Orisanmi Burton, an assistant professor at American University and a social anthropologist working in the United States, examines in his research the imbrication of grassroots resistance and state repression. Within this broad area of inquiry, his present work explores the collision of Black-led movements for social, political, and economic transformation with state infrastructures of militarized policing, surveillance, and imprisonment.
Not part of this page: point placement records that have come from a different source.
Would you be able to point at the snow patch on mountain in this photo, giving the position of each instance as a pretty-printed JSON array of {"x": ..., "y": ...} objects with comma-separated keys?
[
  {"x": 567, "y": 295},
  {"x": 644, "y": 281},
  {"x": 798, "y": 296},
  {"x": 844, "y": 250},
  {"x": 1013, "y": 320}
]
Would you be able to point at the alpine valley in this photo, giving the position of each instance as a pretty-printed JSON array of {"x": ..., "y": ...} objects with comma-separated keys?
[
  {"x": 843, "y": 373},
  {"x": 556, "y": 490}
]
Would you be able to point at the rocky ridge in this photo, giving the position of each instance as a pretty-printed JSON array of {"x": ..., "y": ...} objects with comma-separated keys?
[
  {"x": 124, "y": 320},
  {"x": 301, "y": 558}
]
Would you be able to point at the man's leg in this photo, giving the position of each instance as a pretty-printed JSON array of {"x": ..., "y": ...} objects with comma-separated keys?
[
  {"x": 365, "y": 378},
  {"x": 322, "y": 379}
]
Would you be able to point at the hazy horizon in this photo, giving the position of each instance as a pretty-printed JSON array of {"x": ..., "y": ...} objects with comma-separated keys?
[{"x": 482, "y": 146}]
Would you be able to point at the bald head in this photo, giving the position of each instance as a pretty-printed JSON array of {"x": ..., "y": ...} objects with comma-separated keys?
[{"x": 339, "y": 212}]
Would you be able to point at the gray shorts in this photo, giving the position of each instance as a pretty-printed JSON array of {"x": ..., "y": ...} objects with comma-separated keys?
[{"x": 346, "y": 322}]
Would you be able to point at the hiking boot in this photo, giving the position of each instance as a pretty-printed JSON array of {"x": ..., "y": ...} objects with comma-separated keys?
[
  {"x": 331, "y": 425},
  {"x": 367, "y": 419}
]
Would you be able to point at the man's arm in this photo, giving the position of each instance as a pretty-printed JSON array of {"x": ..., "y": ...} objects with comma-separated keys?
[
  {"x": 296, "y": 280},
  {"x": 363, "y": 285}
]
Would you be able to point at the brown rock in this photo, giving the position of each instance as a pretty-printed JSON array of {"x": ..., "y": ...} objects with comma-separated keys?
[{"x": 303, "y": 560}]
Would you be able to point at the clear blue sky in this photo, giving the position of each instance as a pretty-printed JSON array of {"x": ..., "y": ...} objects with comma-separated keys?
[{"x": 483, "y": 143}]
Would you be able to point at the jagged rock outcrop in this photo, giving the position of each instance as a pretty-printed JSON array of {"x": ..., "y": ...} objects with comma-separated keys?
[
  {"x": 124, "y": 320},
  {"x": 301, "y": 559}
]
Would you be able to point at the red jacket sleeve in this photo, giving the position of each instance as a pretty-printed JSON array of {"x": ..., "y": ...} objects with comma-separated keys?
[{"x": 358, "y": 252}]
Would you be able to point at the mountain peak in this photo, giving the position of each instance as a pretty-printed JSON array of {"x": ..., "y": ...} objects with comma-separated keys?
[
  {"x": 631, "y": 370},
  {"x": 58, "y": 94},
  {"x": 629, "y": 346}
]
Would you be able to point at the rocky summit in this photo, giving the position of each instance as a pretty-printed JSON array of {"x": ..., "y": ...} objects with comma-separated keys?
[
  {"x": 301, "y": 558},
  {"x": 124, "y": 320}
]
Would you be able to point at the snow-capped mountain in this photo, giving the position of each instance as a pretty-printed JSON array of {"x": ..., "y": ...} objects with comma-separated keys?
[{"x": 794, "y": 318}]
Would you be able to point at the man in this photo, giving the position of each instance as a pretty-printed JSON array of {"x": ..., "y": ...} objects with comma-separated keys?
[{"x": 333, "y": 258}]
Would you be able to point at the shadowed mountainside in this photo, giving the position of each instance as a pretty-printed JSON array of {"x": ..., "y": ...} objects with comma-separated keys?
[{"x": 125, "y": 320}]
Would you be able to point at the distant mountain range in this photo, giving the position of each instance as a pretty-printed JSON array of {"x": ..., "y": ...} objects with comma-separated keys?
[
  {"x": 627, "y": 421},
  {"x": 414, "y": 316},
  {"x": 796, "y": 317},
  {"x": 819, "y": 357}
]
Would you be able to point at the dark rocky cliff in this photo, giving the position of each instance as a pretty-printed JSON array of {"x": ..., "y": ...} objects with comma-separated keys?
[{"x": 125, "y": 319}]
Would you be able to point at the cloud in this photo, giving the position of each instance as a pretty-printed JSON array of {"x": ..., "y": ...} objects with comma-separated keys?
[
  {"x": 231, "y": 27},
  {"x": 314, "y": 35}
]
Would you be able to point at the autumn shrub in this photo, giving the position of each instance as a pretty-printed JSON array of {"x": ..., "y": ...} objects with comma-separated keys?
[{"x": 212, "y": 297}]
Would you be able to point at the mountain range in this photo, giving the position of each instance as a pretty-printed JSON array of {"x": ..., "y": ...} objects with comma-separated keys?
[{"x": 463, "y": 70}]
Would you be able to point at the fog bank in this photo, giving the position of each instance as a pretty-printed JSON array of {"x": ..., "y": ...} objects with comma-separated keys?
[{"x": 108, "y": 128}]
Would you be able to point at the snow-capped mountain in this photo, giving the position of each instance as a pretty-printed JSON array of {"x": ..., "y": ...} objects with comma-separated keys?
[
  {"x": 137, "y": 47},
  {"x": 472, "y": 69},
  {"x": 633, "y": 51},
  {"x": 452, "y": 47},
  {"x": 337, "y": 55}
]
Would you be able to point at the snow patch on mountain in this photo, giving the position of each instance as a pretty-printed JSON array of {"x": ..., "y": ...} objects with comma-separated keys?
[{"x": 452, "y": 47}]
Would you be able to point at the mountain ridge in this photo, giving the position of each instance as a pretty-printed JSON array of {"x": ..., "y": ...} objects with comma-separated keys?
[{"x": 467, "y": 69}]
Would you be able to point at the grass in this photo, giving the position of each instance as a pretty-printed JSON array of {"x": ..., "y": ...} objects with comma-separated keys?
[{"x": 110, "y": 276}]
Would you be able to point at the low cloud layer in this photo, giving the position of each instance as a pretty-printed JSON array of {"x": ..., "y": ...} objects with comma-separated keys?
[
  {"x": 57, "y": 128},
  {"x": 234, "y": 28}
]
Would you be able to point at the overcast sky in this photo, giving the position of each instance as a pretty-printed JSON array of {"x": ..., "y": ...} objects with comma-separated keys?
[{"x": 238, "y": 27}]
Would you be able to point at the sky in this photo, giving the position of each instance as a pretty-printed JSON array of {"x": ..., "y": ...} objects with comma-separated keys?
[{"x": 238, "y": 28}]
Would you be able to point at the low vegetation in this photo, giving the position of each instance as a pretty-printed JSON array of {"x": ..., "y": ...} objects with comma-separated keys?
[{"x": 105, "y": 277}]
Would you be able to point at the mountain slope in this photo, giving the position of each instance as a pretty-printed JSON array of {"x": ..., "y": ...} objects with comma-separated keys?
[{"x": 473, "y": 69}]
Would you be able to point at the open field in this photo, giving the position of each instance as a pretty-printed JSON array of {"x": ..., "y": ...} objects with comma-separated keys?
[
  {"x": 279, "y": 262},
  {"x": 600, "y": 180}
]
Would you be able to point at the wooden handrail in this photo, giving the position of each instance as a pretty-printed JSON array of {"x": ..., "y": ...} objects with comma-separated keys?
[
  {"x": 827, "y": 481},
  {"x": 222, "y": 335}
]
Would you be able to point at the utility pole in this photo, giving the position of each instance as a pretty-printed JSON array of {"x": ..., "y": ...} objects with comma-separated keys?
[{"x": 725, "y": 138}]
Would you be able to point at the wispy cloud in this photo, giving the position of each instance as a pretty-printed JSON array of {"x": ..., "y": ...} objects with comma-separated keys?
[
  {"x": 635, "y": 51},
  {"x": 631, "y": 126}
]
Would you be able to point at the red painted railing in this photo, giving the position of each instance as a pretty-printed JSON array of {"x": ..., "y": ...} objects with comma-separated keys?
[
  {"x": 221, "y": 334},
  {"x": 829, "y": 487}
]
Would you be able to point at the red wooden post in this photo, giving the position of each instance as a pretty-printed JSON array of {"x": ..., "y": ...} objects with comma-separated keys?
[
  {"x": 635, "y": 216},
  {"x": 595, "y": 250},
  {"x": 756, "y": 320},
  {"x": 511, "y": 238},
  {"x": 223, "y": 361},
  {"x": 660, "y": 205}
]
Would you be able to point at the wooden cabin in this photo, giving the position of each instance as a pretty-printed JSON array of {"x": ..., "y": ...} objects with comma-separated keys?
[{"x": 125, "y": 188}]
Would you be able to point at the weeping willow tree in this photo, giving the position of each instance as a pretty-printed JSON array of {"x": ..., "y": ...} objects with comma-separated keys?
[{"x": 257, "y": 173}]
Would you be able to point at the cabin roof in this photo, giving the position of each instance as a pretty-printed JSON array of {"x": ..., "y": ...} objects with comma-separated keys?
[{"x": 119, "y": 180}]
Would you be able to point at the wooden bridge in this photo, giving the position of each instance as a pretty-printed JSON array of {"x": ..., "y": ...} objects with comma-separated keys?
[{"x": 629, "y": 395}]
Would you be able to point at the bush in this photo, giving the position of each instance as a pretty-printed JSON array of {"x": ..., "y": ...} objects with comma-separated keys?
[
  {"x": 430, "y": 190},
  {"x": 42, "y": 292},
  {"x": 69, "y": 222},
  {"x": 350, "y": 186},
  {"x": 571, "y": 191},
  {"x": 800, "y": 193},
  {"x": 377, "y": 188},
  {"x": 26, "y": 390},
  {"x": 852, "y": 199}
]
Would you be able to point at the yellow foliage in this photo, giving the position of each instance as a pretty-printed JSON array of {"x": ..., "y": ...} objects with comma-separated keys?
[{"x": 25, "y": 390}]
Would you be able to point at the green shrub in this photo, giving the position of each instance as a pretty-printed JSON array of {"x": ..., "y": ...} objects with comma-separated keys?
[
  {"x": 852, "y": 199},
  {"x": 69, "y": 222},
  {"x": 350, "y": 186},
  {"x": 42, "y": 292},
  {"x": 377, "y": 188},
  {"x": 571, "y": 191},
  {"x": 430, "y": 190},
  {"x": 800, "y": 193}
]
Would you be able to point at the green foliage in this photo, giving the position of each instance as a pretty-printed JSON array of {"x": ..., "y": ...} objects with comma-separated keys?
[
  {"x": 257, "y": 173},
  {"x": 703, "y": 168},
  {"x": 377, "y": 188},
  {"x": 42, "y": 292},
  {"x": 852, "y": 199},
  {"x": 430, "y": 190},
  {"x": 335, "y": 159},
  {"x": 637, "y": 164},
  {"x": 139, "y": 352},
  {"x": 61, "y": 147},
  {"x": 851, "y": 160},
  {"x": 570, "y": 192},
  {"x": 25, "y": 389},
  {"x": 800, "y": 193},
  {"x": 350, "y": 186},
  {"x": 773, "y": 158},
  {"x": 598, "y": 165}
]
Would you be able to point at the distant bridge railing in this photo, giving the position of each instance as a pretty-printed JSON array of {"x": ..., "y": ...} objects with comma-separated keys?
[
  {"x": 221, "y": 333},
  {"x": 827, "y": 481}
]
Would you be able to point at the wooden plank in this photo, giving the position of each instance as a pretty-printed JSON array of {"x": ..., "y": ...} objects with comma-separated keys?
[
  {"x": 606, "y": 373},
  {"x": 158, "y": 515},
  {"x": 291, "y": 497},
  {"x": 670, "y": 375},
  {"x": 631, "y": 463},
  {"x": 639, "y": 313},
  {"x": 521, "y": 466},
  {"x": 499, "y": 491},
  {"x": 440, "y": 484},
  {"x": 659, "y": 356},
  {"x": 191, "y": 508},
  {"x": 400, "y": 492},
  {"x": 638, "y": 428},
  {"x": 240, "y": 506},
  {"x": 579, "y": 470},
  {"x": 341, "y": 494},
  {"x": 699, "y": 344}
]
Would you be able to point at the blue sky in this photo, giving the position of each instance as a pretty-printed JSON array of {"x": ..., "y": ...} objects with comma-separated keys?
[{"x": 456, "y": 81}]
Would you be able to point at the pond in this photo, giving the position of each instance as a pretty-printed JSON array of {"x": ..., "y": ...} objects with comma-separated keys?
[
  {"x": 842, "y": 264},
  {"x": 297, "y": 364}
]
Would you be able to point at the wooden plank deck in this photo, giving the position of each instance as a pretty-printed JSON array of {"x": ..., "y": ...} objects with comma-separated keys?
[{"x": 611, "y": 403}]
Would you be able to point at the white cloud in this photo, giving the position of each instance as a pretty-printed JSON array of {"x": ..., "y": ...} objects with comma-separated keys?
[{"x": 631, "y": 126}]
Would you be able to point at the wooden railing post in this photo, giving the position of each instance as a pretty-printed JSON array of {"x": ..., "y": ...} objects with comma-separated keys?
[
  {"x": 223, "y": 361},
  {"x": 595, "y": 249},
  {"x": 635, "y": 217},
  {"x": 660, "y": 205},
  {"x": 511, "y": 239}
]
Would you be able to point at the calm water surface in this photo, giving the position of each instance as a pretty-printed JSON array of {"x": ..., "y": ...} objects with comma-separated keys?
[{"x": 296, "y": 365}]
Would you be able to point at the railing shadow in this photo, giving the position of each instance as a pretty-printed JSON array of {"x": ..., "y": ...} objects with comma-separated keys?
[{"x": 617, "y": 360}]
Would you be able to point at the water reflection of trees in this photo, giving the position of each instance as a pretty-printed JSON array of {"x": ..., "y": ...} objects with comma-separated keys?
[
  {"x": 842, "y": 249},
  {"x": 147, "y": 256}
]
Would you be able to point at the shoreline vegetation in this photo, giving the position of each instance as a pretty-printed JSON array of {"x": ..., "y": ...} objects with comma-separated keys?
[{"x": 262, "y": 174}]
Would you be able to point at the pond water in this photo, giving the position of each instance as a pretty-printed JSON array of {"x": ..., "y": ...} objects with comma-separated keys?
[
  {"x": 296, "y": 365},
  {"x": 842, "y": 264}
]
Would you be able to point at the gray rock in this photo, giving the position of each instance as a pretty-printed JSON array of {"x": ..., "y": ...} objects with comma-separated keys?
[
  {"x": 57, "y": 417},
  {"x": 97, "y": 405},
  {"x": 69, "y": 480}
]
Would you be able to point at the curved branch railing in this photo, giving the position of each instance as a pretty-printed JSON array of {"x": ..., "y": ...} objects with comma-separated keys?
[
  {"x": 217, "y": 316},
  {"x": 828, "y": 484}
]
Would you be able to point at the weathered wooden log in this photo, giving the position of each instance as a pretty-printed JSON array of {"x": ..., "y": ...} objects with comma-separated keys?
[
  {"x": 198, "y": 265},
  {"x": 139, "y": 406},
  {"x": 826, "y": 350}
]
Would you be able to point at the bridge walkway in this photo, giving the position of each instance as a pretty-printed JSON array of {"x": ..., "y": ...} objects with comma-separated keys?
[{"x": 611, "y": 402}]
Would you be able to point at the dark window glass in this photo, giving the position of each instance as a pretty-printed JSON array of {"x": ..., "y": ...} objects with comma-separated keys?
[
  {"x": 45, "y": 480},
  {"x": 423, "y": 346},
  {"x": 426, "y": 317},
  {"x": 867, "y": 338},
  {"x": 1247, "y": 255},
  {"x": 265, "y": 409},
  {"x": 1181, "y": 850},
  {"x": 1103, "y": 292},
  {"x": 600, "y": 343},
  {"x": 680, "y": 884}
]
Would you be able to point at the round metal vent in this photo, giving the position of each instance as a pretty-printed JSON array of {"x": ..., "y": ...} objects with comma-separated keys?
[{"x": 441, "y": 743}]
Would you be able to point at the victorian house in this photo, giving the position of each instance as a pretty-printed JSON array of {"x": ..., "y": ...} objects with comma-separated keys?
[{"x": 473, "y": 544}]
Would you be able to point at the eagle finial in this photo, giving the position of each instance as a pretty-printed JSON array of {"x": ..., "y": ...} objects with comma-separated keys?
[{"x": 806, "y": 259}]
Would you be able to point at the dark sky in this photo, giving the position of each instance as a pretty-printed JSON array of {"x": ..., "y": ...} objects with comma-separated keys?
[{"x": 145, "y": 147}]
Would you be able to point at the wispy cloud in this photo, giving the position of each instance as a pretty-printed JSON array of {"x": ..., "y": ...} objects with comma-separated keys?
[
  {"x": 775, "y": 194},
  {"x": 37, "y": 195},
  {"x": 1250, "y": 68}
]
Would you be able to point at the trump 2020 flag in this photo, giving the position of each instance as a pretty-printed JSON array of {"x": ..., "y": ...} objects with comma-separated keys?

During his Radcliffe year, Burton is completing his first book manuscript, “Tip of the Spear: Black Revolutionary Organizing and Prison Pacification in the Empire State,” which traces the historical development of prisons in New York State as a political response to the Black radical social movements of the 1960s and 1970s. Drawing on ethnographic, archival, and epistolary sources, he demonstrates that the US prison is a terrain of strategy, contestation, and undeclared war. Burton will also begin work on a new project, tentatively titled “A Language of Liberation: Prisons, Letter Writing, and the (Un)Making of Carceral Subjects,” a meditation on the ways in which letter-writing across prison walls is an ethnographic and archival practice that generates new configurations of intimacy, knowledge, kinship, gender, race, power, and human being.
Burton earned a bachelor’s degree from Hampshire College, a master’s in library and Information science with a concentration in archival studies from Long Island University, and a PhD from the University of North Carolina at Chapel Hill. His research has received support from the Institute of African American Research at the University of North Carolina and the Wenner-Gren Foundation.